Ian Martin is correct in saying that Genesis 1:29 prescribes vegetarianism for the ancient Hebrews. So why do their descendants, the modern Jews (and also the Christians, who revere the same scripture), eat meat?

The answer comes later in Genesis, after the Flood, when the deity expressly authorises Noah and his descendants to eat meat: “Every moving thing that lives shall be food for you; and as I gave you the green plants, I give you everything.” (Genesis 9:3.)

Why does the deity change his mind? Later, Moses institutes dietary laws that nullify this permissiveness and prohibit eating all sorts of creatures (including pigs, lobsters, shrimps and squid), on the grounds that they’re unclean. (See Leviticus 11:4-8, 10-20, 29-30, and 41-43.) This makes it impossible for any orthodox Jew ever to enjoy eating a pork chop, lobster, or tom yam kung. Later still, in the Christian dispensation, the deity reverts to his earlier permissiveness by sending a voice from heaven to tell Simon Peter to eat anything he likes. (Acts 10:9-16.)

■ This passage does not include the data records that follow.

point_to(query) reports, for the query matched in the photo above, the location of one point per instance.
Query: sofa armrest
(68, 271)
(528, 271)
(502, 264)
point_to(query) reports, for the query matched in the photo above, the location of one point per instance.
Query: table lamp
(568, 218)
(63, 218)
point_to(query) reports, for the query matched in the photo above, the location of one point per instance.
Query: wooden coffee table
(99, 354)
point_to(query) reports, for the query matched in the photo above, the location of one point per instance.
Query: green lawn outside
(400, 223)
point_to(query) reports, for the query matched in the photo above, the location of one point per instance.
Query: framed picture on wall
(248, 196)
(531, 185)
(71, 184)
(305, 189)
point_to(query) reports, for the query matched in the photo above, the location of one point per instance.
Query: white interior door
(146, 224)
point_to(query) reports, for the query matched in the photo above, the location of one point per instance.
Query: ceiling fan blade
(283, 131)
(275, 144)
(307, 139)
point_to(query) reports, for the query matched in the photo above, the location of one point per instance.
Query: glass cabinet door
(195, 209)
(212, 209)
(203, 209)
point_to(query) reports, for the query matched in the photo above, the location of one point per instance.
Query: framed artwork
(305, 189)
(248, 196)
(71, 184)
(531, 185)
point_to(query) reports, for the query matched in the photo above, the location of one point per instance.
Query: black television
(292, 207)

We would be very stupid indeed if we did not consider the possibility that these inconsistencies do not reflect the shifting will of an indecisive deity, but rather the changing positions of different human authorities writing at different times and in different places, who put their own views into the mouth of the deity. If the deity exists, he must surely have a special place in hell reserved for those who dare to put words in his mouth.

But there is one ethical imperative that gives us an unassailable mandate for vegetarianism. That is the famous Golden Rule, which is probably the greatest, simplest, and most all-inclusive moral law ever written. It occurs in many cultures and religions, and is worded variously; but basically it tells us: “Treat others the way you would want others to treat you.” (See Matthew 7:12 and Luke 6:31.)

Would we want our fellow creatures to eat us? No. Then neither should we eat them. If there’s a good counter-argument to this, I’d like to hear it.